Ezequiel 18, 1-10. 13b. 30-32; Sal 50, 12-13. 14-15. 18-19 ; san Mateo 19, 13-15

El retazo de la vida de Jesús que hoy nos presenta el Evangelio no puede ser más tierna. Imaginamos fácilmente al Señor con una sonrisa mantenida, cuando las miradas de los niños se cruzan con la suya. Recuerdo haber leído, o quizá me han contado, que en una ocasión un hombre miraba a un niño con quien estaba jugando, y levantando de pronto la vista comentó: “miro a los ojos a este niño y es como mirar a Dios”.
Entendemos lo leemos en el Evangelio de hoy: “de los que son como ellos es el reino de los cielos”. De los que son como niños ¡es el reino de los cielos! Podríamos decir que ¡es increíble! Nosotros el cielo se lo daríamos a alguien que haya sufrido mucho, que haya hecho grandes cosas por la Iglesia, por el prójimo, que haya ayudado a los más necesitados, a quien haya entregado su vida en un claustro o en el mundo con un compromiso de servico con alegría a los demás, o cosas similares, pero darle el cielo ¡a un niño! ¡Qué disparate! ¡Si no hacen nada!… en el mejor de los casos se pasan el día jugando; eso, cuando no está molestando, o no dejan que “los mayores” puedan trabajar bien.
Eso deberían de pensar los apóstoles. Por otra parte, es algo tan humano, tan parecido a lo que –veintiún siglos después— acabamos de comentar: los niños revoloteando al lado del Señor, y fastidiando con su vitalidad y, probablemente, dando los famosos gritos de la chiquillería.

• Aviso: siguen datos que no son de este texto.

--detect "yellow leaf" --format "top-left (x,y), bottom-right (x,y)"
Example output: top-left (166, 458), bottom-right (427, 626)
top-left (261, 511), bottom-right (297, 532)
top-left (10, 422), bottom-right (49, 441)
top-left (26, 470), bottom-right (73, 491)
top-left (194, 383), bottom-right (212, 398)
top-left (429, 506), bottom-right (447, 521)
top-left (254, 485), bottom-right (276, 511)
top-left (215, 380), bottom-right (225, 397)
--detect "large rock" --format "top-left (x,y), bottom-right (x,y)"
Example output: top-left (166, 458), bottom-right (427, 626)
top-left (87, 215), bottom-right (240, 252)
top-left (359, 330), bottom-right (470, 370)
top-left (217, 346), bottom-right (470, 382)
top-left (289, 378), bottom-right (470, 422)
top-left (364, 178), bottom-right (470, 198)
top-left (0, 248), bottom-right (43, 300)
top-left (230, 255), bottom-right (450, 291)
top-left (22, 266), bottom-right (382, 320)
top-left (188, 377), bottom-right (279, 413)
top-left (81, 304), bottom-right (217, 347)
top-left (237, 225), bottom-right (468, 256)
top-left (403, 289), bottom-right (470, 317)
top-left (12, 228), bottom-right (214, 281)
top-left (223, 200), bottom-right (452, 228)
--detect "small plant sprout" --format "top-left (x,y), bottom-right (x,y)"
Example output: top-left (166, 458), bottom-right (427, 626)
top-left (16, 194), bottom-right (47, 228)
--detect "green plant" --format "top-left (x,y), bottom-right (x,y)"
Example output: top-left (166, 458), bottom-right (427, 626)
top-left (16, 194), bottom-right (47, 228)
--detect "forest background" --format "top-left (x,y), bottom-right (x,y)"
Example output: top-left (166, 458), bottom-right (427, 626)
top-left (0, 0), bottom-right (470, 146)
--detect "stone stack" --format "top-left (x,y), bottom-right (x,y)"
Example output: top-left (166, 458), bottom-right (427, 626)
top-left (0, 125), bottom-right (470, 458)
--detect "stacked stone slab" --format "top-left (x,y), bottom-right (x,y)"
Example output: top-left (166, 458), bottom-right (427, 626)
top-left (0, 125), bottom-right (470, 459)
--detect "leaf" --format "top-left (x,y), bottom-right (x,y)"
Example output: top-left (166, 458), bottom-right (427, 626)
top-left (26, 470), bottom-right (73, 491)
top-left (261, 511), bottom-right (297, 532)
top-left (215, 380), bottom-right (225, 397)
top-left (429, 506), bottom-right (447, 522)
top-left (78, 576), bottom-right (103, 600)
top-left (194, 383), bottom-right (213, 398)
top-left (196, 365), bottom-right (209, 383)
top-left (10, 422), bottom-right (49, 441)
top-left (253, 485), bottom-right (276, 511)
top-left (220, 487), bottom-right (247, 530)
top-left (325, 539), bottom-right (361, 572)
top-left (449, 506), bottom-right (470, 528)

Tal era el griterío y alboroto que “los discípulos los regañaban”.
No nos imaginamos al rudo Pedro, o a los hijos del trueno, con la de cosas importantes que hay que hacer, reparando en unos mocosos que incluso quitan categoría al cortejo, como si el Señor y los discípulos fueran a ser confundidos con unos feriantes: ¡esto del cristianismo es una cosa muy seria!
La sorpresa, una vez más, nos la da el Señor: “Dejadlos, no impidáis a los niños acercarse a mí”. Pues ya tenemos la lección de Jesús: lo importante no son las cosas que vosotros imagináis (en hacer muchas cosas, por ejemplo), sino la sencillez, el candor, la sinceridad, la pureza, el abandono, la alegría, la entrega de los niños”.
Una vez más el Señor lo que quiere no son tanto tus obras “importantes”, sino tu corazón. Ahí es donde radica lo más importante del hombre: su amor, sus sentimientos, su voluntad, sus deseos, su empeño por ser bueno, su abandono en manos de su padre… de su Padre Dios.
Aquellos aspectos que nosotros consideramos al principio importantes, la entrega, el servicio a los demás, una vida de sacrificio, de ayuda a los más necesitados, si valen es porque se realizan como lo hacen los niños, es decir, con alegría, con sencillez, con abandono, con pureza, revoloteando al lado del Señor. En definitiva, con presencia de Dios, que es la manera de estar, vivir y amar.